理解の低さが招く逆差別/「女性管理職比率〇〇%」の数値目標に、違和感ないの??

理解の低さが招く逆差別/「女性管理職比率〇〇%」の数値目標に、違和感ないの??

2022年4月5日

2022年4月5日、ある新聞の1面に「県人事異動 女性管理職 最高12.9%」の見出しがあり、思わず「だから、どうした」と失笑した。県は(あるいは新聞は)何をアピールしたいんだ…。

近年は女性管理職比率の数値目標を掲げる企業もあるが、どうも「女性活躍」をはき違え、知らぬ間に逆差別をやってしまっている気がする。

本来、女性活躍は「性別によって不利益を受けることなく、誰でも頑張れば報われる環境を整える」のが趣旨。

大切なのは、よく言う「機会の平等」だ。

私見では、この「機会」を確保するため女性に配慮すべき点はある。簡単に言うと、女性は妊娠や出産などで職務に集中できない時期は、ノーカウントどころか普通に働いていたと仮定し、いざ職場に戻ったら、過去の延長線上で能力を発揮して周囲と切磋琢磨できるようにするのが、機会の平等だと思う。

自分と出世を競い合っていた女性が出産で1年職場を離れ、戻ってきたら、自分と横一線からスタートすることを容認する。「俺は1年間、懸命に仕事をしてきたのに」ではなく「彼女は母親として、俺がしてない経験をしてきたんだ」と捉える、というのが理想か。

女性活躍 ≠ 女性優遇

一方、女性管理職比率の数値目標は「結果の平等」を目指すのに近い。女性活躍の趣旨から言えば、機会の平等を確保した上で、性別に関係なく有能な人が管理職になるべきだ。

極端な例を示すと、男性が9割を占める会社で、管理職に適した社員の比率も「男性9:女性1」の場合。「管理職は10人に4人以上を女性とする」と目標を立てるのは適切だろうか?

この時、女性が性別を根拠に優遇され、男性は逆差別を受けることになる。つまり、何割かの社員は「男性であること」を理由に昇進が不当に難しくなるのだ。

女性に宿直ないのは逆差別?/女性に甘いダメ上司

冒頭の話でも、女性の管理職比率自体に絶対的な意味合いはない。「職員の男女比」「管理職になるべき人材の男女比」などと比較して初めて、数字の重みが分かる。そんな段階を経て初めて、悪い意味で性別意識をなくす次の段階に至る。

富山県政を担当した数年前、女性県議が議会で「防災を担う部署で女性に宿直がないのは逆差別」と言い放った。「鍵のある宿直室がないから女性は泊まれないと言うなら、宿直に入らなくするのではなく、部屋に鍵を付ければいい」と続けたのを聞き、記者席で感心した。

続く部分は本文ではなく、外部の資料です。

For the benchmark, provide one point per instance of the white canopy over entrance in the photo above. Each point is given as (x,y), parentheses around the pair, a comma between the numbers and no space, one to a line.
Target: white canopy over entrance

性別ごとに管理職比率の数値目標を作るなんてのは、形だけ取り繕おうとする安易な感覚の現れ。「結果」を設定し、それに現実を無理にでも合わせてしまおうと言うのだが、そこに至る「過程」こそ見直さないと、根本的な解決にはならない。

仮に女性社員の多くが「職場で自分の能力をしっかりと発揮できている」と充足感を得られる環境ができたとする。そうなれば、結果として女性管理職比率が8割だろうが2割だろうが、もはや数字の意味は薄くなる。

筆者が新聞社にいた当時、部下の女性記者を「新婚で大変だろうから、あんまり記事は書かなくていいよ」と言い放つダメ管理職がいた。本人は「デキる上司」のつもりだろうが、女性記者は「自分は戦力外?」と悩み、他の部下は「なぜ勝手に結婚して健康な同僚の分まで仕事しなきゃならんのだ」と不満が募った。

また、上記のように数値目標に固執することへの違和感を実名コラムに書こうとしたら「こんなのを載せたら女性団体から抗議が殺到する」と言う上司もいた。いわく「女性は地位を向上させなければならないもの」らしい。

地位を向上させる

この上から目線こそ、差別意識の根源ではないだろうか。その根深さを逆に思い知る羽目になった。

国分 紀芳

国分 紀芳

1985年生まれ。石川県出身。慶應義塾大学商学部を卒業後、地元新聞社に入社。キャリアの大半を経済記者として過ごす。2022年2月に独立・起業した。